As bandas que estiveram no Europarque no dia 18 de Abril, no II ciclo, 2ª edição sob o lema ”Filarmonia ao mais alto nível”, mostraram em alguns momentos pingos de lirismo poético, frescura e intensidade dramática, sem abdicarem de uma limpidez técnica e fraseados distendidos no tempo que nos fizeram sentir estarmos perante bandas militares com credenciais.
S. Tiago de Silvalde, Santa Marinha do Zêzere e Pinheiro da Bemposta, tocaram um repertório arrojado e de boa interpretação, demonstrando por vezes pormenores técnicos surpreendentes, mesclados de nobreza e maturidade. Vibrações dissimuladas em beleza imensa que nos chegavam directamente ao cérebro em lufadas de grandeza estética, remetendo para cada ouvinte simplesmente um único prazer: o prazer de ouvir.
Cada vez mais o trabalho das bandas filarmónicas é um empreendimento colectivo implicando mais directamente directores, maestros, músicos, mas também a sociedade civil e as câmaras municipais. Porém, o esforço e a capacidade de iniciativa dos directores das 3 bandas que estiveram em palco, devem merecer os maiores aplausos pela forma organizativa e artística com que as suas colectividades se apresentaram num auditório pleno de entusiasmo e desejo introspectivo de ouvir.

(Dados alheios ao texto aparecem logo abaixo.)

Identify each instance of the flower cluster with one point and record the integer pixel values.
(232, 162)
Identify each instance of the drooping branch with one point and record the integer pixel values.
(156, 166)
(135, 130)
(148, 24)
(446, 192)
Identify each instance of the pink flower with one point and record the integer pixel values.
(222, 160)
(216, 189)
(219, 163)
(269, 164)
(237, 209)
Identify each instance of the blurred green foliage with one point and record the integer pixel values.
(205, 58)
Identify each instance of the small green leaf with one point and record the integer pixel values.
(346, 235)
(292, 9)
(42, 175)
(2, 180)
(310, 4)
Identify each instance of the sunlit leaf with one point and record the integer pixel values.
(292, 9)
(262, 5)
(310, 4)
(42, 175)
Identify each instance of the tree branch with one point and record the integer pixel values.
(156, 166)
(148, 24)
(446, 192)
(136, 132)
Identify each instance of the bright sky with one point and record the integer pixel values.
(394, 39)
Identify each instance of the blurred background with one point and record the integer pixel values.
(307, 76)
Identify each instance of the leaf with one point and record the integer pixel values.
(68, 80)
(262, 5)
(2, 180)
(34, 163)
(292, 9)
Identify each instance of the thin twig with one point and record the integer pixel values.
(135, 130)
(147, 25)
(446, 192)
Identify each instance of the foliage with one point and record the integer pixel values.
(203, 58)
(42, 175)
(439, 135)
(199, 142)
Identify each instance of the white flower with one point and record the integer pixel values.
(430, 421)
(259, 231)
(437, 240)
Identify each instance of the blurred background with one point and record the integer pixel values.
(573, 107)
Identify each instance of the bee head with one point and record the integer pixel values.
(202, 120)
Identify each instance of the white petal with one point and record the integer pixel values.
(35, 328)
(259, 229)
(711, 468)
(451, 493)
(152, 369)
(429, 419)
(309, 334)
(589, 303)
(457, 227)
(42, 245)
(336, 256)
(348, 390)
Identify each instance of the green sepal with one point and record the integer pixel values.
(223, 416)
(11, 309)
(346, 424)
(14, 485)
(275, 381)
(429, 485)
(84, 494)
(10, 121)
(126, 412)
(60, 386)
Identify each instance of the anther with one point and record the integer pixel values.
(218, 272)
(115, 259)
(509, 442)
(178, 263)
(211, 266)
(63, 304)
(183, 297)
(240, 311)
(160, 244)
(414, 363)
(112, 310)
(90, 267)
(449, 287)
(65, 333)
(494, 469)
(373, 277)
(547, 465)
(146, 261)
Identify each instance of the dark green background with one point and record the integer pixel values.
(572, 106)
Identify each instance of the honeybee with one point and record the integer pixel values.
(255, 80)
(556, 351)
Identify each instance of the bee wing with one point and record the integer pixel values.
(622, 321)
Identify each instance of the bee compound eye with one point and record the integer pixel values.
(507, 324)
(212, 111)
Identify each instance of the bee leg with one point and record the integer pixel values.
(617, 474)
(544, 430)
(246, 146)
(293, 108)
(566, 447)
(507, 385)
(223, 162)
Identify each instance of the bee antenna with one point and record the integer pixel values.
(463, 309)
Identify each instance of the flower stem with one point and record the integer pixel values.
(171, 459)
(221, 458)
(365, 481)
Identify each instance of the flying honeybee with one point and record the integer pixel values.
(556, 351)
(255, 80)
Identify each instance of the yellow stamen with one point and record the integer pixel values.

Momento altíssimo do espectáculo, foi o Concerto para Clarinete Solo com um solista ímpar chamado Justo Sanz. A sua arte e mestria mostraram a grandeza do clarinete (Selmer). Na sua execução, havia voz, uma respiração interior e uma técnica que espelhavam a dimensão artística e humana de um homem a quem os deuses da música devem partilhar muitos dos seus pensamentos e dons.
A Banda de Pinheiro da Bemposta não comprometeu e numa simbiose quase que perfeita, criou com Sanz uma curiosa e animada dialéctica. O maestro Américo Nunes simplesmente mostrou competência, experiência e muitos dotes artísticos aliados a uma verve gestual que outros maestros mais novos devem seguir.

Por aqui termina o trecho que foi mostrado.